Andrew Lambirth

Fine Arts Special

Something for everyone

Over in Notting Hill, at England & Co., 216 Westbourne Grove, W11 (until 12 June), is a fascinating retrospective of that underrated painter Albert Herbert (born 1925). Herbert studied at the Royal College of Art with the Kitchen Sink painters, Bratby, Middleditch et al., but was less drawn to gritty social realism than to an art altogether more symbolic and concerned with states of mind. (‘Art is not about meanings but feelings,’ he has said.) An early dose of Surrealism was compounded by the influence of Francis Bacon, briefly a tutor at the RCA, and Herbert began to explore his own intensely personal narratives through shared stories, many of them taken from the Bible.

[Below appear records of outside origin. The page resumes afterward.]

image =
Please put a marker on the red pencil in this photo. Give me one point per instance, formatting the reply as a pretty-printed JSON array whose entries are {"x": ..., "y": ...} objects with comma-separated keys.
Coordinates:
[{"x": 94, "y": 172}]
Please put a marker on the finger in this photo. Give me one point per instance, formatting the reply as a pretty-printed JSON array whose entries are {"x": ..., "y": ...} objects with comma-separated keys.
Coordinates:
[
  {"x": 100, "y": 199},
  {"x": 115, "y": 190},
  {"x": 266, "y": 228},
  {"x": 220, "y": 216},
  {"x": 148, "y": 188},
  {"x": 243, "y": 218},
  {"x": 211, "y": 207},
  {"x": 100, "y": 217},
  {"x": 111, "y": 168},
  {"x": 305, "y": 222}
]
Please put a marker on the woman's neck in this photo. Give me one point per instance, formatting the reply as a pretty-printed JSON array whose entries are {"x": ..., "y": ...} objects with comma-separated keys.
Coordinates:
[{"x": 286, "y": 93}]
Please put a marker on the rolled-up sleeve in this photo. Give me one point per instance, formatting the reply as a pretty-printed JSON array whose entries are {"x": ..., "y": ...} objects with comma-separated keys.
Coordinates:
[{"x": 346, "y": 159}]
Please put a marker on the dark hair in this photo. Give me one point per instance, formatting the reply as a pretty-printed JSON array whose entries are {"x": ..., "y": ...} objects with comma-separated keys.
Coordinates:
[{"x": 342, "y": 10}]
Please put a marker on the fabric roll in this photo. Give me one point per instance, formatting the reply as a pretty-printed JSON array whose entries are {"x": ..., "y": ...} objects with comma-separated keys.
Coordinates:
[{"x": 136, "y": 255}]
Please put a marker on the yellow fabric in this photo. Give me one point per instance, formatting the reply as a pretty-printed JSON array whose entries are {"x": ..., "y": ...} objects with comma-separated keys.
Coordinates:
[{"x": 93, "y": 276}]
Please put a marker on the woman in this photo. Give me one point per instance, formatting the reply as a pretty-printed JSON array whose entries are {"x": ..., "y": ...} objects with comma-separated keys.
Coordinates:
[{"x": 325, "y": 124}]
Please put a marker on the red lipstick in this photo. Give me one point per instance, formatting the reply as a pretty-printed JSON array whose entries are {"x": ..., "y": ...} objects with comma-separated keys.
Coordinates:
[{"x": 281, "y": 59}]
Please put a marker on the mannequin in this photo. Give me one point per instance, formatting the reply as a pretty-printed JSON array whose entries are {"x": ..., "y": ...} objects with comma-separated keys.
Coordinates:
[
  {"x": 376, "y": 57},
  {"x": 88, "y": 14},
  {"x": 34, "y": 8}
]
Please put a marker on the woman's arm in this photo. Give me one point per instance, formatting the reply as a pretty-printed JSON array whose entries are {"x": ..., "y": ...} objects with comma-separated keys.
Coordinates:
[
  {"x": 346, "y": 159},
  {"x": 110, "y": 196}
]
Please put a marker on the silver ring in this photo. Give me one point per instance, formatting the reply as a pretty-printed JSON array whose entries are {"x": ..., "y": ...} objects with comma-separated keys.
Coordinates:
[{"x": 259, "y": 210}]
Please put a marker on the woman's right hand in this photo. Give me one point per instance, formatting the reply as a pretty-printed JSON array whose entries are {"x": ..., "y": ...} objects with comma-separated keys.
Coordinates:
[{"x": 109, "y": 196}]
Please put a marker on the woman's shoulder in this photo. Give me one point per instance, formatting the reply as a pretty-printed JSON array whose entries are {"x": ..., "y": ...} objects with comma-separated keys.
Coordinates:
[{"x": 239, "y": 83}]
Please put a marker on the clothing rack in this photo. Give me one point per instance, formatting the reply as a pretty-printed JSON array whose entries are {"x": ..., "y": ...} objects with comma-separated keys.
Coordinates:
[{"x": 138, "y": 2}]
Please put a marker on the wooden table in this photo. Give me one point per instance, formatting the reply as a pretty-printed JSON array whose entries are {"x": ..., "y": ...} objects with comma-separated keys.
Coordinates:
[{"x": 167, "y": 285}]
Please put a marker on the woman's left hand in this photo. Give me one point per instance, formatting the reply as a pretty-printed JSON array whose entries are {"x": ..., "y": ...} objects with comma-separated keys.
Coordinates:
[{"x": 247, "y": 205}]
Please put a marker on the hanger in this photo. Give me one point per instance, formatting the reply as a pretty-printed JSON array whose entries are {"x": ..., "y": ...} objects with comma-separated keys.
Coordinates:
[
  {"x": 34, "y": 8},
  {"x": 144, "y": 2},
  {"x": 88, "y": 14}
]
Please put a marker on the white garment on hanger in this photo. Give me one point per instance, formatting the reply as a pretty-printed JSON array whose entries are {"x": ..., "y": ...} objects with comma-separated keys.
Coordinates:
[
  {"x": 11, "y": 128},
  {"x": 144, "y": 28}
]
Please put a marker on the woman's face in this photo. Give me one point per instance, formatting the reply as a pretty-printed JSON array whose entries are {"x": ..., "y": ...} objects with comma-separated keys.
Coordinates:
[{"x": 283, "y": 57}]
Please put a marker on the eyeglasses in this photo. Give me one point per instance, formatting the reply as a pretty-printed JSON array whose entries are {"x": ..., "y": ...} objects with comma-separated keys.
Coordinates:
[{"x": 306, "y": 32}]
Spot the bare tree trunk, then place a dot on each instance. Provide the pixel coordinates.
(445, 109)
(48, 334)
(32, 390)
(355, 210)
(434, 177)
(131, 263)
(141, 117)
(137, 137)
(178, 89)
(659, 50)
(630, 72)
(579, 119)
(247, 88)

An intuitive painter, whose dialogue with the paint might result in an image changing radically again and again as he works on it, Herbert searches out the marvellous through favourite stories such as Jonah and the Whale or God speaking to Moses from the Burning Bush. His style of painting is direct and lyrical, with shapes often cropped and isolated in a sea of broken brushstrokes, like collaged images. Although not strictly speaking a religious painter (nor a card-carrying member of any specific Church), Herbert returns to the Bible stories again and again with renewed enthusiasm and intensity, plumbing their depths for resonance and metaphor. Recent paintings have become more autobiographical, dealing with memories of his own childhood or soldiering in the war, yet two new depictions of Mary Magdalene show that Herbert has lost none of his skill with the great archetypes.

A painter of a very different stamp is Felim Egan (born Ireland 1952), who orchestrates the subtlest accents of colour-change over vast areas of canvas into piquant suggestions of landscape, summoning up the night sky, ocean or a glimpse of light between trees. Egan is a master of texture and subtle modulation, his predominantly square and rectangular forms perfectly pitched in an equivalence of emotion recollected in tranquillity.